You are wrongly assuming that all gold sellers are using hacked accounts. I very much doubt this is the case. Sure there may be some but there are certainly those that aren’t. Of course ANet/Blizzard etc. will play up that urban myth because it creates moral panic but don’t believe everything you read from an entity that has a commercial advantage in making you believe it

As I said, I am no fan of gold sellers or gold buyers and I hate the bots as much as the next guy – but that doesn’t mean they are not legally entitled, neither does it mean ANet (or any other MMO company) have the right to stop them doing business or are handling the bot problem in an efficient and/or satisfactory manner. I am merely posing my thoughts from a legal perspective.

Rofl, did you notice how many spam chats and mails came from hacked accounts? As soon as one got reported and blocked another popped up. Now it doesn’t take a genius to realize that every single one of those accounts was stripped of their gear and Gold.

No doubt their are a few genuine accounts, they need them to provide a legit looking front and to post on forums promoting their cause indirectly. Or to trade on the TP to multiply their Gold.

Most of the emails and spam I see are from fake accounts not hacked – those with names like ASDFASDF – same with the bots. Gold selling is a multi billion dollar industry, they can afford to register legit accounts.

I see you have been on Wikipedia. Multi billon industry if Wiki is accurate but across ALL the MMOs and world wide. Plus these companies are in it for the profit. Revenues =/= profit. a $60 perma banned account hits hard on the profitability.

And my e-mails, blocked spam chats have very playerish sounding usernames.

Bottom line there is a ton of profit to be made if you hack accounts and steal gold. Why do you think GW2 was hit so dang hard by hacked accounts? Do you really think all the complaints from players and all the anti-hack measures they had to rush to put into place were just for PR?

I didn’t go to Wikipedia actually, it was just an educated guess having some knowledge of how many people play MMOs and understanding the concept of supply and demand.

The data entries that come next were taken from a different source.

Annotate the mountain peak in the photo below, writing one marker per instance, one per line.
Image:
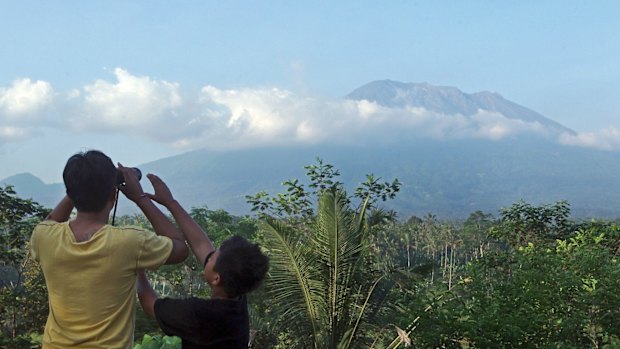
(447, 100)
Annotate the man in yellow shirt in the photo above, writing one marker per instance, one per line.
(89, 266)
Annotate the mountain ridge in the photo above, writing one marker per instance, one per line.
(451, 178)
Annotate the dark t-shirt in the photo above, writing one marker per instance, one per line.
(205, 323)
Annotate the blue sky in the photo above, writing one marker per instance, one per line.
(142, 80)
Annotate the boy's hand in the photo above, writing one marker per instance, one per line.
(162, 193)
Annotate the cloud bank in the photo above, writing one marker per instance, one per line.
(163, 112)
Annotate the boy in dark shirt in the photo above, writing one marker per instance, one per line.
(232, 270)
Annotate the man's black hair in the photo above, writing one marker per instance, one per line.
(241, 265)
(90, 178)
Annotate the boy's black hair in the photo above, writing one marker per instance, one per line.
(241, 265)
(90, 178)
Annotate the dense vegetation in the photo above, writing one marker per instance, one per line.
(347, 274)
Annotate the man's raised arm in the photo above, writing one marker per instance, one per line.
(161, 224)
(197, 238)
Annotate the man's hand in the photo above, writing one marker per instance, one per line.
(132, 188)
(162, 195)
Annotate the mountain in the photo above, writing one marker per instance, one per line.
(447, 100)
(28, 186)
(447, 177)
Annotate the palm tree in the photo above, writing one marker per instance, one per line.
(322, 287)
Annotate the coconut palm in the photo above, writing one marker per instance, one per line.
(321, 286)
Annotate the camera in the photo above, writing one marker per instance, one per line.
(120, 179)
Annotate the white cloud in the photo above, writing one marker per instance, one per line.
(605, 139)
(132, 103)
(24, 106)
(24, 97)
(160, 111)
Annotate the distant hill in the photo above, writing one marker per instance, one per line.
(449, 178)
(30, 187)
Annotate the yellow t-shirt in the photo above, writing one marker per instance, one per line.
(92, 284)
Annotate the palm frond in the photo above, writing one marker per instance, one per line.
(295, 289)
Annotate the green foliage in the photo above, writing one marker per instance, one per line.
(297, 203)
(23, 297)
(158, 342)
(522, 223)
(559, 295)
(325, 288)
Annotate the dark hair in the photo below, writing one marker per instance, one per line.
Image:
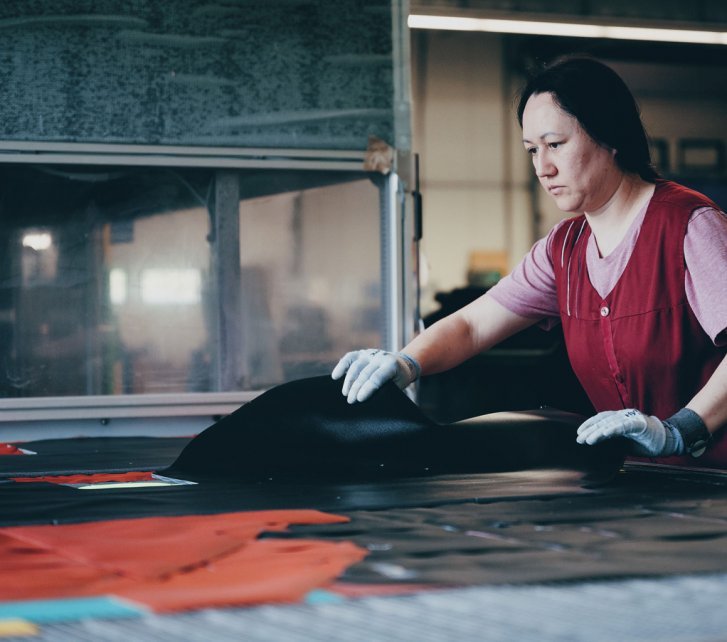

Also your assumptions are unfounded. You state it is not profitable for a $60 account to be used I would argue it probably is. If they reach a couple of hundred thousand players with their in game spam and just 0.1% of those players buy 10G at $16 a pop that is a net revenue of $3200 (and given how long it takes for ANet to ban these bots it is reasonable to suggest they can reach a substantial percentage of the player base before the account gets banned. Still think it isn’t profitable?

Now add into the equation all the out of game marketing, selling of items as well as gold and the state of the GW2 economy and you would have to be a fool to think it is not profitable.

As I said, undoubtedly some companies are using hacked accounts but to say they all is stretching it a little.

Your assumptions are simply that. You ASSUME it is a 0.1 response rate. I would argue it is MUCH lower. Besides spamming chat and e-mails they need accounts to be botting too. Also, the ave wage according to Wikipedia is around $145US per month per person (in China) so one account is almost half a persons wage. A huge percentage of cost compared to manpower.

BTW. I have a lot of experience with internet marketing. Spam (not opt-in) marketing has a horrendously low response rate. People are conditioned to simply delete spam mail. Add to that the fact that there is so much talk of the ability to track and eventually permaban Gold buyers, only the dumbest players with more money than sense would respond.